Listening can be both a solitary and a communal activity. Likewise, creating music can be private or collaborative. Can you talk about your preferences in this regard and how these constellations influence creative results?
People and community are a driving force for artists, myself included. I wouldn’t play music if there weren’t people to share it with.
While a huge part of my music making is solitary (practising, composing, etc.), the idea of sharing it with a wider audience beyond myself is always present in my mind.
How do your work and your creativity relate to the world and what is the role of music in society?
I hope that the works that I choose to perform and create are able to convey a sense of beauty and other-worldliness.
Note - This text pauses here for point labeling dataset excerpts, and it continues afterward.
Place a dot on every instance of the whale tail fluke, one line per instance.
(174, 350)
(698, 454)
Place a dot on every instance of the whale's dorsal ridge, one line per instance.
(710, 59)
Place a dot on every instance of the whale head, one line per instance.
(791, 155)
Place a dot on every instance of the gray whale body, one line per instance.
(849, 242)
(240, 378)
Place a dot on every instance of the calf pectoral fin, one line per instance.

I want the people that listen to four strings to feel that they have spent fifty minutes with me walking through a sparse gallery and closely examining two pieces of art in silence–moving side by side.
Art has many functions in society from bringing people together to have a collective experience, shed light on issues or feelings that are often too difficult to articulate in daily life, and generally to transcend the mundanity of life to something unknown.
We cannot do everything all at once in our own art, but we can certainly uplift the work of other artists so that we have a rich and supportive artistic community.
Art can be a way of dealing with the big topics in life: Life, loss, death, love, pain, and many more. In which way and on which occasions has music – both your own or that of others - contributed to your understanding of these questions?
I felt it in my soul when Emma Thomson’s character in Love Actually says that Joni Mitchell taught her how to love. My heroes growing up were Joni Mitchell, Carole King, and Ella Fitzgerald, and they taught me how to deal with, and experience the big feelings that life has thrown my way.
As I grew I was able to express more of these feelings in my own words and channel them into my work, but first I had to learn that they were accessible and an aspect of my humanity to be explored.
How do you see the connection between music and science and what can these two fields reveal about each other?
This connection has never been a driving force in my own music making, but I appreciate works that can explore this relationship in a meaningful way.
Creativity can reach many different corners of our lives. Do you feel as though writing or performing a piece of music is inherently different from something like making a great cup of coffee? What do you express through music that you couldn't or wouldn't in more 'mundane' tasks?
I believe that our daily tasks are beautiful in their mundanity and repetitive nature. Art, to me, does not need to be in-your-face to be special.
That said, the main difference for me is that when I make my coffee or smoothie in the morning I generally know the flavours and experiences that I am seeking in order to call it a success; when I am working on making or creating music I hope / search / need to discover something unexpected and fresh.
Music is vibration in the air, captured by our ear drums. From your perspective as a creator and listener, do you have an explanation how it able to transmit such diverse and potentially deep messages?
Our lives are filled with vibrations and sounds coming from everything around us from wind and running water to cars passing in the distance and the hum of our neighbours’ radios.
Music is all of those things but somehow more condensed, direct, and at best, magical.